The rise of the gig economy

Gig economy is all about hiring independent contractors and freelancers instead of full-time employees for jobs — deemed flexible and temporary — in sectors that often involve connecting with customers through an online platform.

But the fluid nature of these transactions have also led to an erosion of job security and benefits that are typically associated with full-time positions.

In passing AB5, the bill grants gig workers benefits such as disability, workers compensation, retirement, health care, death benefits, and paid time off. But opponents also feel the move could hurt those who want to work flexible hours.

“We would likely have to exert more control over drivers, telling them where to work, how to work, and who they can work for,” Uber warned last month.

“Uber would likely hire far fewer drivers than we currently support, and we’d likely have to require a minimum number of hours per week. Scheduling and rigid shifts would become the norm, and Uber would likely prevent drivers from working for other rideshare companies,” the company said.

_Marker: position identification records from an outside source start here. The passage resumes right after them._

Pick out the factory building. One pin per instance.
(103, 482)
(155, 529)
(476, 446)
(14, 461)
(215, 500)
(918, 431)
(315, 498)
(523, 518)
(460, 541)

Uber, Lyft, and Doordash — which have built multi-billion dollar businesses on independent contractors — have tried and failed to derail attempts to reclassify their workers several times before, in part because it would increase operation costs at their end.

The companies pumped in $90 million last month to back a ballot initiative that would protect them from having to classify their independent contractors as employees. They even suggested a minimum wage of $21 per hour in hopes of negotiating a compromise.

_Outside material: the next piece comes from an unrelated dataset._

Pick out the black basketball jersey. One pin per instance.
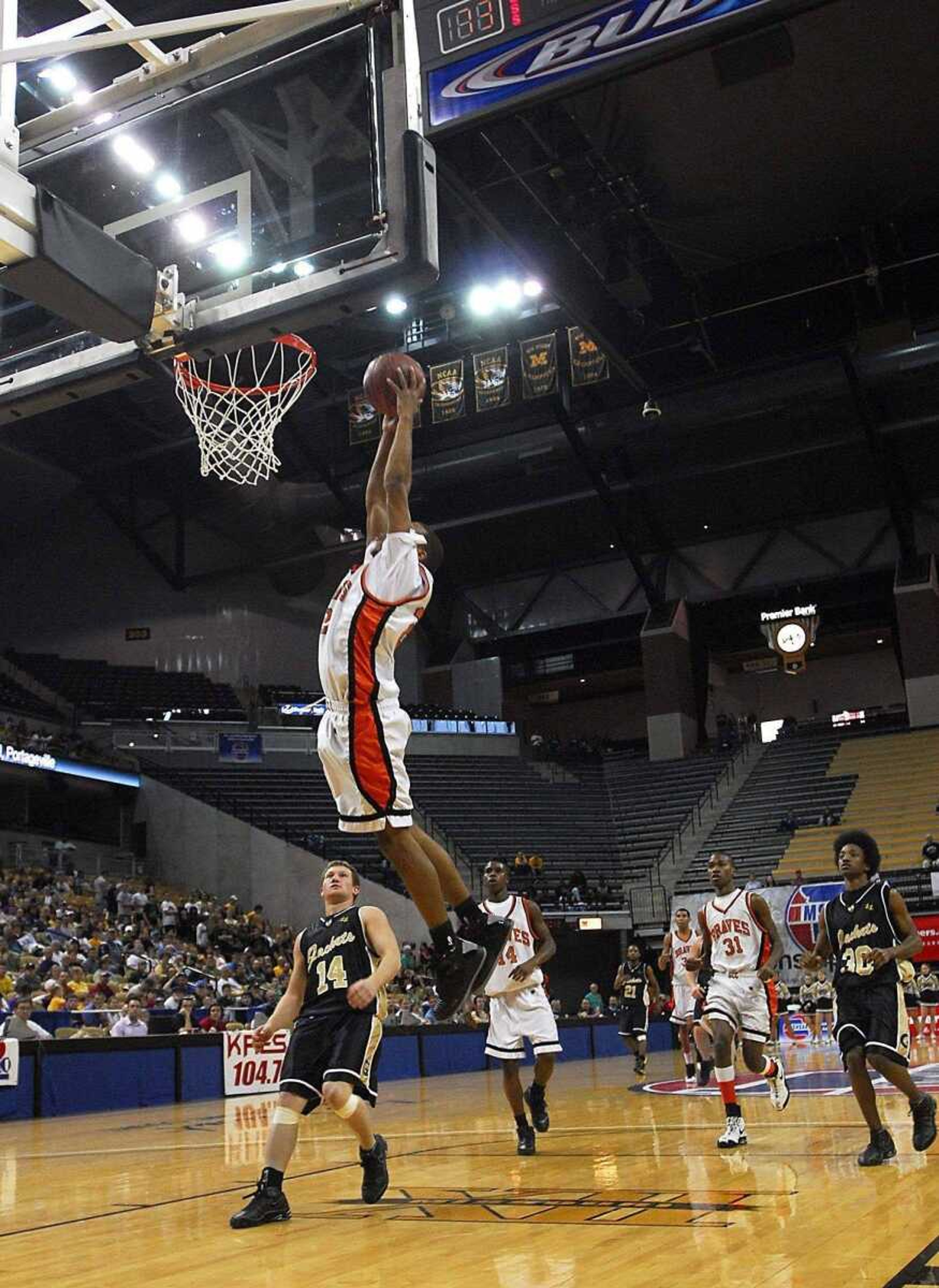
(634, 986)
(337, 954)
(858, 921)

In another attempt to build consensus against the bill, they were found to have paid drivers $100 to protest against the legislation.

But Lorena Gonzalez, California’s 80th District Assemblywoman who sponsored the bill, pointed out the companies’ hypocrisy in spending too much money fighting against workers’ rights that, instead, could be used to pay them.

Spiraling costs and cratering stock prices

It’s worth noting that the business models of these companies are already under severe strain. Although the extent to which AB5 could impact these platforms is unknown, it’s expected to drive their labor costs up by 30 percent, according to a report by San Francisco Chronicle.

Uber, for its part, has already been bogged down by costs related to its IPO earlier this year. Last month, the company reported a record second quarter loss of $5.2 billion, its largest ever quarterly loss, stemming from $3.9 billion worth stock-based compensation expenses it incurred as a result of going public.

Lyft and Uber stocks are trading well below their IPO prices

The company laid off 435 employees across its engineering and product teams yesterday, on top of the 400 marketing team employees who were handed pink slips in late July in an attempt to cut costs.

Having said that, it won’t be a surprise if Uber — and others — pass on the extra costs to consumers in order to offset some of the money-losing prospects of AB5.

If anything, the passage of the bill could herald sweeping changes in the way gig economy at large operates. And if it helps improve labor practices and get gig workers a fair return on the billions they helped first create, AB5 could set a precedent for other states to follow suit.